Öfkem ve nefretim, beni öldürecek dozun altına indi.
Böylelikle yaratıcılığım, bugüne kadar bin tanesini gördüğünüz gibisinden, yılda bin-iki bin tane makale yazabilir duruma geldi. Bunun da delice olduğunu biliyorum ama öldürücü değil, yaşatıcı bir delilik.
Psikiyatristim benim deli olduğumu kabul etmiyor. Bense deli olduğunu bilen bir deliyim, taa kendimi bildim bileliden beridir.
Delilik hoş mu?
Bu kadar normalin yarattığı bir cehennemde evet.

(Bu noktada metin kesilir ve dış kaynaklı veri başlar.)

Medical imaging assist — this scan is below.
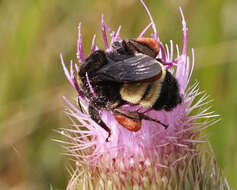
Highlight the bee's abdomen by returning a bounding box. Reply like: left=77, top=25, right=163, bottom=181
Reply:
left=153, top=71, right=182, bottom=111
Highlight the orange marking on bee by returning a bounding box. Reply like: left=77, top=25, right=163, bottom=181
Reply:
left=136, top=37, right=160, bottom=55
left=115, top=114, right=141, bottom=132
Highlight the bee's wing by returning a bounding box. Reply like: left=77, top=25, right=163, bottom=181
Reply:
left=96, top=54, right=162, bottom=83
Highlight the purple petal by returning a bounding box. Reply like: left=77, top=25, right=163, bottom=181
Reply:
left=77, top=23, right=85, bottom=64
left=138, top=23, right=152, bottom=38
left=91, top=34, right=96, bottom=53
left=140, top=0, right=160, bottom=42
left=101, top=14, right=109, bottom=49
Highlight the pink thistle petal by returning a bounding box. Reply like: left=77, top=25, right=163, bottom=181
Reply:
left=60, top=0, right=226, bottom=190
left=86, top=73, right=96, bottom=97
left=91, top=34, right=96, bottom=53
left=140, top=0, right=160, bottom=42
left=77, top=23, right=86, bottom=64
left=114, top=25, right=122, bottom=41
left=138, top=23, right=152, bottom=38
left=101, top=14, right=109, bottom=49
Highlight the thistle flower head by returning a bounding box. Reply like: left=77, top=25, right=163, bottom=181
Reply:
left=61, top=0, right=230, bottom=190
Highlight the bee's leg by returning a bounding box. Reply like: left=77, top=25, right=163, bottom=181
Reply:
left=138, top=113, right=168, bottom=129
left=114, top=109, right=168, bottom=129
left=88, top=101, right=111, bottom=142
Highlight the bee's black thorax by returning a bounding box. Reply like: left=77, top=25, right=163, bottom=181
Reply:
left=153, top=71, right=182, bottom=111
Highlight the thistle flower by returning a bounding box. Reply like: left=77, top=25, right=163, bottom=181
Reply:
left=58, top=0, right=229, bottom=190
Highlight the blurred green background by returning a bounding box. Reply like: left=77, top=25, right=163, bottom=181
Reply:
left=0, top=0, right=237, bottom=190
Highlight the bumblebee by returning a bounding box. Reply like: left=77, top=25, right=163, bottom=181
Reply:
left=79, top=38, right=182, bottom=141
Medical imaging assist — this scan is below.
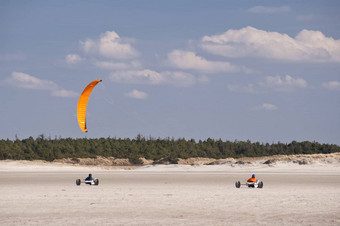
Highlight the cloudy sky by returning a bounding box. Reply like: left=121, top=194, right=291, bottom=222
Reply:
left=0, top=0, right=340, bottom=144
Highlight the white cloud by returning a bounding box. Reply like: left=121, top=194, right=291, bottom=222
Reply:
left=227, top=84, right=259, bottom=93
left=94, top=61, right=140, bottom=70
left=168, top=50, right=239, bottom=73
left=5, top=72, right=78, bottom=97
left=261, top=75, right=308, bottom=91
left=65, top=54, right=84, bottom=64
left=248, top=6, right=292, bottom=13
left=322, top=81, right=340, bottom=90
left=110, top=69, right=195, bottom=86
left=80, top=31, right=138, bottom=59
left=201, top=26, right=340, bottom=62
left=261, top=103, right=277, bottom=111
left=125, top=89, right=148, bottom=100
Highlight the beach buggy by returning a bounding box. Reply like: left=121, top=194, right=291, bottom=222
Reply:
left=235, top=174, right=263, bottom=188
left=76, top=174, right=99, bottom=186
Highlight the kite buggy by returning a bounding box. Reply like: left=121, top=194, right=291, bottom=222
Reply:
left=235, top=174, right=263, bottom=188
left=76, top=174, right=99, bottom=186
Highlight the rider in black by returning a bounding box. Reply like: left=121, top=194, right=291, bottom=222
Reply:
left=85, top=173, right=93, bottom=180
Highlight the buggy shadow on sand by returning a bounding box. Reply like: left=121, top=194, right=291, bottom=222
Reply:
left=76, top=178, right=99, bottom=186
left=235, top=180, right=263, bottom=188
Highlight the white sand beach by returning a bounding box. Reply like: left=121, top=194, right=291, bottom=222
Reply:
left=0, top=155, right=340, bottom=225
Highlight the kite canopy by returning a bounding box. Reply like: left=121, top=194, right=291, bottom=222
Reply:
left=77, top=79, right=102, bottom=132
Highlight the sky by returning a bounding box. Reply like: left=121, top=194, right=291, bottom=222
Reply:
left=0, top=0, right=340, bottom=145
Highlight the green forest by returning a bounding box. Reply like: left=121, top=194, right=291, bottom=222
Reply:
left=0, top=135, right=340, bottom=164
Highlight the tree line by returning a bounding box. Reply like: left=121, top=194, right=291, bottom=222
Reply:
left=0, top=135, right=340, bottom=164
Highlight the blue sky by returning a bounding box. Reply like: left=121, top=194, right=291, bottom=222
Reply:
left=0, top=0, right=340, bottom=144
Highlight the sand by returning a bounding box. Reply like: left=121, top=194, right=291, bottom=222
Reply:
left=0, top=161, right=340, bottom=225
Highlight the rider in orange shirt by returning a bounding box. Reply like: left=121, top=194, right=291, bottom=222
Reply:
left=247, top=174, right=257, bottom=182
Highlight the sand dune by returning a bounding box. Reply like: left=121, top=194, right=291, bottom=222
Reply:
left=0, top=154, right=340, bottom=225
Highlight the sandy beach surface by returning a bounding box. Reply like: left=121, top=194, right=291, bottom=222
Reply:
left=0, top=161, right=340, bottom=225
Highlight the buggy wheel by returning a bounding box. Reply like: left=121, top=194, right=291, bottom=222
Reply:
left=258, top=181, right=263, bottom=188
left=94, top=179, right=99, bottom=185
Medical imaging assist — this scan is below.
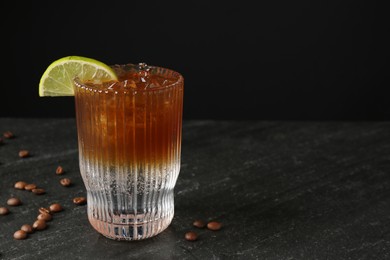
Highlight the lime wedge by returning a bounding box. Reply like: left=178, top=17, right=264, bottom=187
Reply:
left=39, top=56, right=118, bottom=97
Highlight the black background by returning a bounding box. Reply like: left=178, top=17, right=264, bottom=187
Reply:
left=0, top=0, right=384, bottom=120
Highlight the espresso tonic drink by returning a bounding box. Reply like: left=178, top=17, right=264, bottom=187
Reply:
left=74, top=64, right=184, bottom=240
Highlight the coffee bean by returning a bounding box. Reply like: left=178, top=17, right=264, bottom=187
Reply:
left=3, top=131, right=15, bottom=139
left=73, top=197, right=87, bottom=205
left=60, top=178, right=72, bottom=187
left=184, top=231, right=198, bottom=241
left=19, top=150, right=30, bottom=158
left=14, top=181, right=27, bottom=190
left=39, top=208, right=50, bottom=214
left=14, top=230, right=27, bottom=240
left=192, top=219, right=206, bottom=228
left=56, top=166, right=65, bottom=175
left=20, top=224, right=34, bottom=234
left=33, top=219, right=46, bottom=230
left=207, top=221, right=222, bottom=231
left=49, top=203, right=62, bottom=212
left=0, top=207, right=9, bottom=215
left=32, top=189, right=45, bottom=195
left=37, top=213, right=52, bottom=221
left=7, top=197, right=22, bottom=206
left=24, top=183, right=37, bottom=191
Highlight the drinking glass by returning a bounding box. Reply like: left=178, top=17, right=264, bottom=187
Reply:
left=74, top=64, right=184, bottom=240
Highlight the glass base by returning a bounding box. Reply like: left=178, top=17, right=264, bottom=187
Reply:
left=89, top=210, right=174, bottom=241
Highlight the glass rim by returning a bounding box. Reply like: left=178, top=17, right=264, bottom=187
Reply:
left=73, top=63, right=184, bottom=94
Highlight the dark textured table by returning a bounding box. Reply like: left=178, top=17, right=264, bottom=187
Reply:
left=0, top=118, right=390, bottom=259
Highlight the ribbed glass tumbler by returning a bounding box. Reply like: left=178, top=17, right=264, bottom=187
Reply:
left=74, top=64, right=184, bottom=240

Ayrıca o cehennemden kaçabilmeyi sağlıyor, çünkü başkalarının duvar gördüğü yerde, siz delik görüyorsunuz ve sıvışıyorsunuz.
5 yıl uzun bir süre. Şeytanım bu kez hoşgörülü davrandı ve Acı’mın öldürücü doza çıkmasına izin vermedi.
Editörler de hoşgörülü davrandı. Tarihin tesadüfü, tam uygun zamanda bu blog kuruldu. Tam uygun zamanda, yayınlandım. Bin metnimin yüz tanesi hedefi on ikiden vurdu. Bunu editörlerin hoşgörüsüne borçluyum. Yazdıklarımın ne anlama geldiğini bilselerdi, editörler de, hukukçular da beni içeri tıkardı.
Sonuç?
Yaşamcıl dertlerim bana biraz mola verdirdi. Sonrası kısmetse, yola devam.